I have been chasing that sensation ever since. And what I have found is that it cannot be faked, but it can be cultivated. It comes from thorough preparation, from having performed the material enough times to trust it completely, from having done the work so deeply that you can stand in front of an audience and be genuinely present rather than mentally running through your checklist.
The Infrastructure Beneath the Performance
These four communications — attention, respect, reality, certainty — form an invisible infrastructure that supports everything I do on stage. They are not techniques in the traditional sense. They are ways of being. They are the difference between a performer who walks on stage and performs material, and a performer who walks on stage and creates an atmosphere in which extraordinary things become possible.
I think about them the way I think about the infrastructure beneath a building. No one sees the foundation. No one admires the steel beams. But remove them and the building collapses. These four unspoken communications are the steel beams of my performance. Without them, even the strongest material feels flimsy. With them, even simple effects feel significant.
How I Practiced This
You cannot practice an unspoken belief in the same way you practice a sleight or a script. But you can practice the behaviors that communicate it.
I started with hotel room recordings. I would set up my phone camera, walk to my “performance position” (usually the desk chair), and simply stand there. No words. No props. Just the arrival, the stillness, the waiting. I would watch the footage and ask: does this person look like someone who has something important to share? Or does this person look like someone who is about to do a trick?
The differences were minute but visible. The angle of my chin. The speed of my breathing. Whether my hands were still or fidgeting. Whether my eyes were scanning purposefully or darting nervously. Each of these tiny signals communicated volumes.
Over weeks of this practice, I developed what I think of as my “opening state” — a physical and mental configuration that I settle into before every performance. It is not a character. It is me, but with the volume turned up on certain qualities: stillness, patience, attention, warmth, certainty. These are all qualities I possess in my normal life. The performance version simply amplifies them.
The Audience Already Knows
Here is the uncomfortable truth that I wish someone had told me when I started: the audience has already decided how they feel about you before your first effect begins. They decided it in the first ten seconds.
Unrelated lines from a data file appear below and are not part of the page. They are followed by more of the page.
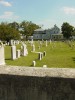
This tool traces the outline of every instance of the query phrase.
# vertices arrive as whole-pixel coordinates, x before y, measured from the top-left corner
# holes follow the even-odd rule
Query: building
[[[33,39],[35,40],[49,40],[49,39],[53,39],[53,40],[60,40],[63,39],[63,35],[61,34],[60,29],[54,25],[53,28],[51,29],[36,29],[34,30],[34,34],[33,34]]]

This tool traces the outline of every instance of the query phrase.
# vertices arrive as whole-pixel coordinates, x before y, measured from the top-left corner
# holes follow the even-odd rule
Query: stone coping
[[[74,68],[42,68],[21,66],[0,66],[0,75],[20,75],[34,77],[75,78]]]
They decided it based on how you walked, how you stood, where you looked, how you held your hands, whether you seemed nervous or calm, whether you seemed important or trivial.
All of the scripted patter in the world cannot overcome a bad first impression. But a good first impression — communicated entirely without words — can make even mediocre material feel compelling.
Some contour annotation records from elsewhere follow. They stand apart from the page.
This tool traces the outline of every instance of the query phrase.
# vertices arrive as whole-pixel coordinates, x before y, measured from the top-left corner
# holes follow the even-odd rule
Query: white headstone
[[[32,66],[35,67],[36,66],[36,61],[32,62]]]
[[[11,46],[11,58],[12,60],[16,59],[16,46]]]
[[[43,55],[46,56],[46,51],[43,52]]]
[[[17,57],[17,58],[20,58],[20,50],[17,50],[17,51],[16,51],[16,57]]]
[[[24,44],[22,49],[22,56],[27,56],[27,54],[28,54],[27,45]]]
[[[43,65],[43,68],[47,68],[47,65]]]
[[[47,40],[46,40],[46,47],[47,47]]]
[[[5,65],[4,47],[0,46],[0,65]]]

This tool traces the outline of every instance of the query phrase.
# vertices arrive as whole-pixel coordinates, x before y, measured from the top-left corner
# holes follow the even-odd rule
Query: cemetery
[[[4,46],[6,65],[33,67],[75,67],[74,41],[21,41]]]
The four beliefs I communicate before every performance are not magic. They are not mentalism. They are not even technique, in the traditional sense. They are the decision to take full responsibility for the audience’s experience from the very first second — and to use every available channel of communication, not just the verbal one, to create the conditions in which wonder becomes possible.
I wish I had learned this before I learned my first sleight. It would have saved me years.